I nursed both of my babies past their second birthdays, so I know a bit about the pleasures and trevails of breastfeeding and weaning. In fact, it is an image that has frequented my most helpful dreams throughout the past decade of my life, giving me insight into where caregiving relationships seem to be healthy or where firmer boundaries are in order to keep me from Compassion Fatigue. Life has taught me much through this unique and intimate form of relationship between mother and young child.
One way of being in relationship with God is by grasping at God outside of ourselves for comfort, like a nursing infant or toddler seeking the lactating female in the room (warm arms and milk being the most primary forms of love in the world). This is a necessary and helpful place of development for all of us—when we are young or new in seeking God— or when we are in crisis. God as Mother longs to gather us up under Her wings (Psalm 36:7, Matt 23:37) and She will never forget us (Isaiah 49:15). Lately I’ve been in an especially needy place with the distressing feelings of sadness and anxiety post-election that I’ve been processing, and calling out to God for comfort has been important to finding my footing.

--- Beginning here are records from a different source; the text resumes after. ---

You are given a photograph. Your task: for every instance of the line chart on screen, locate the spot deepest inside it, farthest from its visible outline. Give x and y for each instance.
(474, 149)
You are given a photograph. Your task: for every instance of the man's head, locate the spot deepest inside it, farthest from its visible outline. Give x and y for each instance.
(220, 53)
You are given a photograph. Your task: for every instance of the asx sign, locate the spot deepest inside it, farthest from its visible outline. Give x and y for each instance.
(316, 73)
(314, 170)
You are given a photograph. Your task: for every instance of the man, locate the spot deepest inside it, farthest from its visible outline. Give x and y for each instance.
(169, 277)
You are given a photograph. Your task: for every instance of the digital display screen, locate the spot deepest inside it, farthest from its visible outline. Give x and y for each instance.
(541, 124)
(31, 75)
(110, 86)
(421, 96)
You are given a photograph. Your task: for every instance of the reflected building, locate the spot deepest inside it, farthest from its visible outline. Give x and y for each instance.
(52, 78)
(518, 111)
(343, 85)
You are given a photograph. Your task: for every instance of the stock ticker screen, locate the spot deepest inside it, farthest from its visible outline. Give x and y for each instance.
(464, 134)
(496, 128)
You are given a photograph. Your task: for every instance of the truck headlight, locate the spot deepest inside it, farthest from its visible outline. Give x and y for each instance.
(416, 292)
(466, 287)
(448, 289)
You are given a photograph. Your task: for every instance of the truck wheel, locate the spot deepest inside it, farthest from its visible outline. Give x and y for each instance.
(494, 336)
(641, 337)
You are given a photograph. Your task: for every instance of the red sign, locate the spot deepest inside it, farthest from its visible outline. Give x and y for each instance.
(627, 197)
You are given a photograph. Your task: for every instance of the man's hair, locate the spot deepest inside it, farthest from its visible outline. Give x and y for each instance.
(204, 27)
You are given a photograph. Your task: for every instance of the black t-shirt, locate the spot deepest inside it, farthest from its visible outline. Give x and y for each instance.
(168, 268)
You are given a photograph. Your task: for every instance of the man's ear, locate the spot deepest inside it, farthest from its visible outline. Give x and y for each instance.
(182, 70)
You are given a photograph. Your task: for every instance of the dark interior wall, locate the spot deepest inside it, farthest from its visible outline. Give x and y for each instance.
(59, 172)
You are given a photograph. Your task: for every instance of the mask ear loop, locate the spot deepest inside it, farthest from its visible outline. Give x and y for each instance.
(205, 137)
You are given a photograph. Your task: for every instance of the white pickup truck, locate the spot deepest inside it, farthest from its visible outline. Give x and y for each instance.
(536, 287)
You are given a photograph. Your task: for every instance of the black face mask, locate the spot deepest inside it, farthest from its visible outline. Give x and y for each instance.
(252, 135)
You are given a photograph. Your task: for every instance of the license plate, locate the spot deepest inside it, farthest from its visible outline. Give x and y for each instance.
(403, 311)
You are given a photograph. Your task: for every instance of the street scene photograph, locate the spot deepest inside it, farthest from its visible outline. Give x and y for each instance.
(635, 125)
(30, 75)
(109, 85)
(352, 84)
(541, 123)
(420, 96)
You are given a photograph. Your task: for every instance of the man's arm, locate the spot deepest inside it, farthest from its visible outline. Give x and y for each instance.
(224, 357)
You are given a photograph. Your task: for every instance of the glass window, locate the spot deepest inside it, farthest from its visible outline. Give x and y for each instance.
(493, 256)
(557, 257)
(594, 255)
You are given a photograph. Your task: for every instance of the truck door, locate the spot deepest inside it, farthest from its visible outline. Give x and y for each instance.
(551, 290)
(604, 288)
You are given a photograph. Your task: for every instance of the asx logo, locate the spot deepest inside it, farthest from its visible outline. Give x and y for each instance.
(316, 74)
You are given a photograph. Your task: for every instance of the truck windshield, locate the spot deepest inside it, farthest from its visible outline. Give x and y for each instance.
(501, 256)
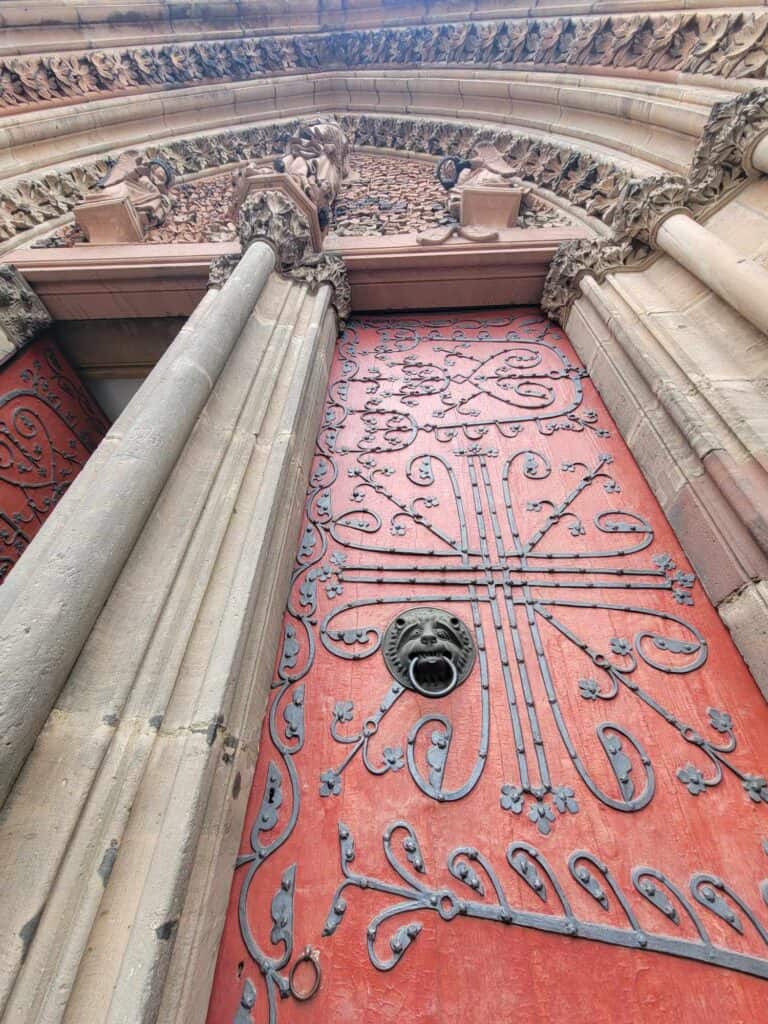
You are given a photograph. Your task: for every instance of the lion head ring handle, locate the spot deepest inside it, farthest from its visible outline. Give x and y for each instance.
(435, 667)
(428, 650)
(311, 956)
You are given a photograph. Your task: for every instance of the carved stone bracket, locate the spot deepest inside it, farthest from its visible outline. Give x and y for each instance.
(724, 152)
(589, 182)
(579, 257)
(326, 268)
(644, 204)
(274, 215)
(23, 315)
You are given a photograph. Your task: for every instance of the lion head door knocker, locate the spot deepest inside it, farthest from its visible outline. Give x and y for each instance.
(428, 650)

However, Psalm 131, in this week’s lectionary readings, speaks to something different. The psalmist appears to be speaking from a woman’s experience, which is refreshing in a day when misogyny in our society is deeply concerning. (If someone asks you if the Divine Feminine is anywhere evident in the Judeo-Christian tradition, Psalm 131 is one of many places to celebrate.) It’s a mini-size psalm about finding Life away from arrogance, greed, and ambition; I’ll print it here for you: (New Common English version)
Lord, my heart isn’t proud; my eyes aren’t conceited.

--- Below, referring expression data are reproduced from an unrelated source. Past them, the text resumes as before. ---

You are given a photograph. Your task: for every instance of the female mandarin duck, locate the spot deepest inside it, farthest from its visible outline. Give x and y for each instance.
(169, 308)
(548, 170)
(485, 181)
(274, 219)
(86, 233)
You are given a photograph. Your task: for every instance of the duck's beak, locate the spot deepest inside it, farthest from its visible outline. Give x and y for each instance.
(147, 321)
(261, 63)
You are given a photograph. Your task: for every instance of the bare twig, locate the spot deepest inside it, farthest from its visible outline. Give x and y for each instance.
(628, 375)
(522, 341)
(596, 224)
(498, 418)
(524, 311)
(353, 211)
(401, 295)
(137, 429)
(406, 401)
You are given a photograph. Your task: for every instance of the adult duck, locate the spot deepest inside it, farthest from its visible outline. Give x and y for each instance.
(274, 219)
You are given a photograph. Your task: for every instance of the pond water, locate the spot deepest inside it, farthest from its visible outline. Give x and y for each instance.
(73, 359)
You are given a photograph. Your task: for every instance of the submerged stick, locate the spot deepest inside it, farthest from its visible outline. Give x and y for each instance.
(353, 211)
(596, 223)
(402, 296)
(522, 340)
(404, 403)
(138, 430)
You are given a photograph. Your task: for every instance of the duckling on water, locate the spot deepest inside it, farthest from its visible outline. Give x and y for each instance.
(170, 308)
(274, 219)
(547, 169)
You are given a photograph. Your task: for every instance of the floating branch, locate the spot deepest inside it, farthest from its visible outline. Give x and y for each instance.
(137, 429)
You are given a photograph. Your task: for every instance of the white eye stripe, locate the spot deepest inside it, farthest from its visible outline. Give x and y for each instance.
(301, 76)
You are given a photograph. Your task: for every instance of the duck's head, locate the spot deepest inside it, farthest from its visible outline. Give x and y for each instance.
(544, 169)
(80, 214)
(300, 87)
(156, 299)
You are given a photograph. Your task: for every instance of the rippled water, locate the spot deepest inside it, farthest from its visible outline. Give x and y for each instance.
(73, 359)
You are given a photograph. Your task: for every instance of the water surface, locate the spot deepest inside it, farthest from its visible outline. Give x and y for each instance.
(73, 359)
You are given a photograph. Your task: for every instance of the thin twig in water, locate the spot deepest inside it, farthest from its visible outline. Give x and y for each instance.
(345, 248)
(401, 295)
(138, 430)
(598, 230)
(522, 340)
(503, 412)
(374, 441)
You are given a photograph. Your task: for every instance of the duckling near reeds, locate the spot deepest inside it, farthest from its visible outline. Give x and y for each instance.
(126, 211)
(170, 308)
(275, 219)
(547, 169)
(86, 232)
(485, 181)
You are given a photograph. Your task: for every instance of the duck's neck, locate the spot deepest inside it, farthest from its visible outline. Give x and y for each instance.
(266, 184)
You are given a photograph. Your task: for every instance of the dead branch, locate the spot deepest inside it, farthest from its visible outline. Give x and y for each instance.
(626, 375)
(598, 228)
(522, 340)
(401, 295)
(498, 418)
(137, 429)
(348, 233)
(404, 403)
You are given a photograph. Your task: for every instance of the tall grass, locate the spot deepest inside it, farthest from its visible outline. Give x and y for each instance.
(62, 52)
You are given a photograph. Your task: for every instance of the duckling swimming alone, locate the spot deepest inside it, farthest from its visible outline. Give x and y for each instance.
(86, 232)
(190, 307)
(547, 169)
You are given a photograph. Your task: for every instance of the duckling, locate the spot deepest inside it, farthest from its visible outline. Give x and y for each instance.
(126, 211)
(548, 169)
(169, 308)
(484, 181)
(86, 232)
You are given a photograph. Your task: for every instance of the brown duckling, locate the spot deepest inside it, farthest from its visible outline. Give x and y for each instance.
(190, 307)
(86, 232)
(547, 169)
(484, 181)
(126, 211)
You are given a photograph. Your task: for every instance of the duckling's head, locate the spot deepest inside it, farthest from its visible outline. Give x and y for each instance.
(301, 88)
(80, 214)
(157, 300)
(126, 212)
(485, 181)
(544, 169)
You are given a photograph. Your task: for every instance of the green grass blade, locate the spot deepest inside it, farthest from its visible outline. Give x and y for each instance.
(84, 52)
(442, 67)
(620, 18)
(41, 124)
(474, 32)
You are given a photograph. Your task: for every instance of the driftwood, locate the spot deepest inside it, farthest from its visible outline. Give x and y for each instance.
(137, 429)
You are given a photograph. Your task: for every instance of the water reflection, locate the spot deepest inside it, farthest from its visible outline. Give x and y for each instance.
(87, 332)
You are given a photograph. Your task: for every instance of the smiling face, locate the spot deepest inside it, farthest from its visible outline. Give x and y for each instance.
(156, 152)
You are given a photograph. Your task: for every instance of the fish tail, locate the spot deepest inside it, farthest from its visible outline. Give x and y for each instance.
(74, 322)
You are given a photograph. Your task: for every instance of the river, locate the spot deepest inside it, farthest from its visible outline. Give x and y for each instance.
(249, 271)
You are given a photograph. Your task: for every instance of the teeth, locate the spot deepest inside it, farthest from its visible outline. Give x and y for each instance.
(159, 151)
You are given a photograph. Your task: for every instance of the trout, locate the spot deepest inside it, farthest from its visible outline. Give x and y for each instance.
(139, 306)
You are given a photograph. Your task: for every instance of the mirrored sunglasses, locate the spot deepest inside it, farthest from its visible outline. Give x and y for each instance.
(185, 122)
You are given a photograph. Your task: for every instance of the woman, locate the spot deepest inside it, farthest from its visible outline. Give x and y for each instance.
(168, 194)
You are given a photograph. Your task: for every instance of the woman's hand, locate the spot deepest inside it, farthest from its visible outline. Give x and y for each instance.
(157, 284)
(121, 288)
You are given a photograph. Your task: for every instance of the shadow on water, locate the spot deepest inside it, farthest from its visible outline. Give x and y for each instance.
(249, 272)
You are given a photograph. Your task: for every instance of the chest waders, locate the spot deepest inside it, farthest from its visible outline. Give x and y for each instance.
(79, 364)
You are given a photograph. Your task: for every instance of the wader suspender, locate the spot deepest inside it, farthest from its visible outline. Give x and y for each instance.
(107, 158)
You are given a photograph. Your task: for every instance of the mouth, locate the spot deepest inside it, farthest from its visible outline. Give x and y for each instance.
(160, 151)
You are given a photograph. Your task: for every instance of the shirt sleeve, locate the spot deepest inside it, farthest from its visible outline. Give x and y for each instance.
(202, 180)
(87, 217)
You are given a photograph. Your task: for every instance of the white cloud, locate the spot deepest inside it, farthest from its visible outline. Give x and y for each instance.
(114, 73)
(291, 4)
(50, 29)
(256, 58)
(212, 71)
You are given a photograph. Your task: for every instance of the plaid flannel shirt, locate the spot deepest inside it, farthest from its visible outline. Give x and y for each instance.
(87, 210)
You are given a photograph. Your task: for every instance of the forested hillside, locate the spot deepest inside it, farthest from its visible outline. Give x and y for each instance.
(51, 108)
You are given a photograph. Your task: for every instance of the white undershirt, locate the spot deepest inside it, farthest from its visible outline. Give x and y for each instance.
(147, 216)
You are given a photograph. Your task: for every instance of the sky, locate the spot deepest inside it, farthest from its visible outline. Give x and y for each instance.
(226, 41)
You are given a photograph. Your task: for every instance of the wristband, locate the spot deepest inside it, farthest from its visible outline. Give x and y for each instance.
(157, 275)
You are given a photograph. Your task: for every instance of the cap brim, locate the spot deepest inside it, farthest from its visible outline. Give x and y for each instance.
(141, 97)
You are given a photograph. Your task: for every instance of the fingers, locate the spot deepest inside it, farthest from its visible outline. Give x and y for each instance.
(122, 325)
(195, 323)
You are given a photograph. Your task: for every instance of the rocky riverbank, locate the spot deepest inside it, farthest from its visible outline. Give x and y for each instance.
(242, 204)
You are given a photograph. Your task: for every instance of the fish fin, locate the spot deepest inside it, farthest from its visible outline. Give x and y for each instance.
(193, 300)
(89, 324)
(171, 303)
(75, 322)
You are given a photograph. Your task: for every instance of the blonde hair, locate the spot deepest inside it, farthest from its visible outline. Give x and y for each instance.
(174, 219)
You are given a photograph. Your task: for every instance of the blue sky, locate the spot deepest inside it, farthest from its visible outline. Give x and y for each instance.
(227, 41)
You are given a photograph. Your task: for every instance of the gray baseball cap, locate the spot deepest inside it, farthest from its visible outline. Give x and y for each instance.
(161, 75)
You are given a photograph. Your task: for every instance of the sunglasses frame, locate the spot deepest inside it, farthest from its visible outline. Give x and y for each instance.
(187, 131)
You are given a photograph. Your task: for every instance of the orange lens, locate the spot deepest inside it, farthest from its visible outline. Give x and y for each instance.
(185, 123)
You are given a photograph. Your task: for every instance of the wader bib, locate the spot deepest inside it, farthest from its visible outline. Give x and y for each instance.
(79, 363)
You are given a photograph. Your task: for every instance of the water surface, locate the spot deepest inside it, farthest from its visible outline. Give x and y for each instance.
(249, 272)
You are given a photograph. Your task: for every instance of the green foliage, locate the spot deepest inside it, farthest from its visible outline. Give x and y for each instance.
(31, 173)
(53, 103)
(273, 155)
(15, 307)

I don’t get involved with things too great or wonderful for me.
No. But I have calmed and quieted myself like a weaned child on its mother; I’m like the weaned child on me.
Israel (i.e. People of God), wait for the Lord—from now until forever from now!
In this short psalm, we are reminded that we can come to a point in our relationship with God where we have internalized the sweet nurture and intimacy of the nursing experience to such a degree, that we are capable of sitting in the Presence of God within ourselves with just a slight shift of our awareness—through hearing the call to prayer or meditation bell, pulling out our devotional reading and lighting a candle, sitting in our familiar pew with our prayer shawl, becoming conscious of our breath in the check-out line, or practicing the presence of another person whose opinions are different than ours. As the Quakers are noted for saying, “There is that of God within each person.” Let us go and find it.
Two weeks ago I couldn’t find God in the stillness of my soul, because I couldn’t get STILL. My mind was so agitated, casting commentary and judgment upon every word I heard and reading fatalistically through every news report. I was floundering in my usual prayer forms until I finally found direction into the psalmist’s stillness by listening to a familiar CD by Pema Chodron, an American Buddhist nun, as she gave teachings on how to mindfully attend to the different manifestations of fear in our lives. We all need to find our way into the stillness in our souls where God is loving us so deeply and completely that when we finally get home to the experience of it, it takes our breath away and brings tears to our eyes…
…like a fretting babe-in-arms whose solace is only found in the arms of her nursing mama.